Anche il progetto dell’Istituto di Virologia dell’Università di Zurigo, finanziato con Fr 491’681.-, mira allo sviluppo di un vaccino anche se, come scrivono i ricercatori, 42 vaccini sono già in fase di sperimentazione clinica (su volontari o pazienti umani). Tuttavia, a differenza degli altri colleghi, i ricercatori del progetto intendono utilizzare sui topi un batterio intestinale (Bacillus subtilis) come vettore del vaccino.
Chi è disposto ad aspettare il 2022 per un vaccino?
Quali conclusioni dobbiamo trarre da tali progetti, in particolare quelli sullo sviluppo di vaccini per il 2022? Nel frattempo, la Confederazione ha firmato il 3 febbraio tre nuovi contratti per l’approvvigionamento di vaccini contro la Covid-19 per il nostro paese.
La paura scaturita dalla pandemia ha fatto moltiplicare i finanziamenti pubblici. E le nostre università, a causa della lentezza e complessità dei loro progetti, in genere centrati su una determinata ricerca fondamentale, sembrano non riuscire a fornire risultati rapidi e utili alla salute umana. Non è possibile perseverare nella riproduzione degli stessi studi lenti e inefficaci su un’intera coorte di animali e nel contempo voler produrre conoscenze che saranno davvero al servizio della popolazione umana. Tutto ciò è paradossale se si considera che è proprio quest’ultima a finanziare questi studi superati.

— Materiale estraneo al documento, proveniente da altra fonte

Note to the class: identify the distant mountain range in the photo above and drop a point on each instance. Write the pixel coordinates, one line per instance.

Sempre più animali nei laboratori delle nostre università
Dalla prima pubblicazione, nel 1983, delle statistiche concernenti la sperimentazione animale in Svizzera, le case farmaceutiche sono state a lungo le principali istituzioni a ricorrere alla sperimentazione animale. La situazione è cambiata a partire dal 2012 quando per la prima volta le università del nostro paese si sono aggiudicate il primato in materia di esperimenti sugli animali. Da allora il trend rimane invariato e dal 2015 le università sperimentano sugli animali circa il doppio rispetto alle case farmaceutiche. Tale scenario è dovuto solo in parte alla delocalizzazione della sperimentazione animale in paesi dove le leggi sono più permissive o inesistenti. Uno dei principali motivi è la moltiplicazione e l’espansione dei centri di detenzione di animali da laboratorio finanziati da fondi pubblici nonché i sussidi sempre più importanti attribuiti ai ricercatori delle nostre università. Ma quali sono i risultati concreti in materia di sanità pubblica?